We operate on a block schedule, so if I collect these every Friday that's 5 days (barring schedule changes, which happen approximately daily, okay not really, but I do plan to count how many of the two week periods I get all 5 days filled in).  I used to carry around a clipboard all class and mark down any time a student was off task.  This, combined with attendance/tardies made up their classwork grade.  I'm still making occasional notes on my clipboard, and of course still taking attendance, but most kids are pretty honest when they fill in the rubric.  The original plan was to have them out on desks all class so every time a student was off task or doing a good job at one of the sections I (or my co-teacher) would mark that down on the rubric.  This turned out to be totally unrealistic.  If a kid is off task I don't want them to find their rubric for me to write on, I want them to get to work!  And several of them relate to behaviors when I am standing at the board.  Instead, I'm trying to use the language on the rubric when I reprimand or congratulate students on the behavior, and making a few notes so if my memory completely fails me for some reason they won't get an unreasonable grade.

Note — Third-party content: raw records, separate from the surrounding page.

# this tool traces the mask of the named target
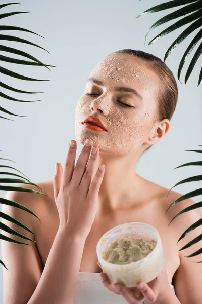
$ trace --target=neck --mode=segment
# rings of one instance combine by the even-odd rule
[[[135,172],[137,159],[134,155],[116,157],[99,153],[97,168],[102,163],[105,170],[98,195],[97,215],[138,204],[142,198],[144,179]]]

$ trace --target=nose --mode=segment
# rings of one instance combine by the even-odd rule
[[[109,101],[106,98],[95,98],[90,104],[92,112],[99,112],[107,115],[109,112]]]

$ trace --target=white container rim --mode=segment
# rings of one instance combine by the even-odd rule
[[[141,263],[142,263],[142,262],[146,262],[147,261],[147,260],[151,257],[151,256],[153,256],[154,255],[154,254],[155,254],[155,253],[157,252],[157,249],[159,248],[159,246],[160,246],[160,244],[161,244],[161,238],[160,236],[159,235],[159,234],[158,232],[158,231],[157,230],[157,229],[156,229],[156,228],[155,228],[153,226],[152,226],[151,225],[149,225],[149,224],[147,224],[146,223],[143,223],[142,222],[131,222],[130,223],[125,223],[124,224],[121,224],[120,225],[118,225],[118,226],[116,226],[116,227],[113,227],[113,228],[112,228],[111,229],[110,229],[110,230],[109,230],[108,231],[107,231],[107,232],[105,233],[105,234],[103,235],[103,236],[102,237],[101,237],[101,238],[100,238],[100,239],[99,240],[97,246],[96,246],[96,252],[97,252],[97,252],[98,252],[98,247],[99,247],[101,245],[101,242],[102,242],[102,240],[103,238],[105,238],[105,235],[107,234],[109,234],[110,232],[112,231],[113,231],[115,228],[117,228],[118,227],[120,226],[123,226],[124,225],[126,224],[140,224],[140,225],[143,225],[143,226],[146,226],[150,228],[154,232],[155,232],[156,233],[157,235],[157,245],[155,247],[155,249],[151,252],[150,252],[150,253],[149,253],[146,256],[145,256],[145,257],[144,257],[143,258],[142,258],[141,260],[139,260],[139,261],[136,261],[136,262],[131,262],[131,263],[129,263],[129,264],[113,264],[112,263],[109,263],[109,262],[108,262],[107,261],[105,260],[104,259],[103,259],[103,258],[102,257],[102,254],[100,255],[100,257],[101,257],[101,259],[102,259],[102,263],[103,264],[104,264],[104,265],[105,265],[105,264],[107,265],[110,265],[110,266],[112,268],[117,268],[117,267],[118,268],[121,268],[123,267],[124,267],[125,268],[127,267],[127,266],[128,265],[128,266],[130,265],[130,267],[131,266],[131,265],[134,265],[134,266],[137,266],[138,267],[139,265],[141,264]],[[119,235],[119,234],[117,234],[117,236]],[[118,239],[119,239],[119,238],[117,238],[117,239],[116,239],[116,240],[117,240]],[[114,240],[114,241],[113,241],[112,242],[114,242],[115,241],[116,241],[116,240]],[[109,246],[110,245],[110,244],[111,244],[111,243],[110,243],[109,244],[108,244],[107,246]],[[107,246],[106,246],[107,247]]]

The journal side looks boring now, but that's because the questions will be on the board.  Every day they will be asked "How did you meet the objective(s)?" and if they didn't to explain why.  There's also a second question that varies.  Some examples: to make a connection, to predict, to reflect (what are your goals for 2nd quarter? how should you study for the test?).  I expect a minimum of two sentences and they don't get credit otherwise.  The first week of past years I'd get quite a few "writing in math class?!?" exclamations, but this year there weren't so many.  It's a quiet way to close class and students will remind me that it's journal time if I get too caught up with a lesson.  The goal is to get students thinking about what they did in the hope that more of it will stick until next class (2-4 days away thanks to block scheduling).  The first question has changed year to year, sometimes asking what math they learned and other times about the objective.  I'm hoping that they will be more precise if they have to justify how they met the objective, although I'll miss the occasional comment about how someone did some really cool math in science class.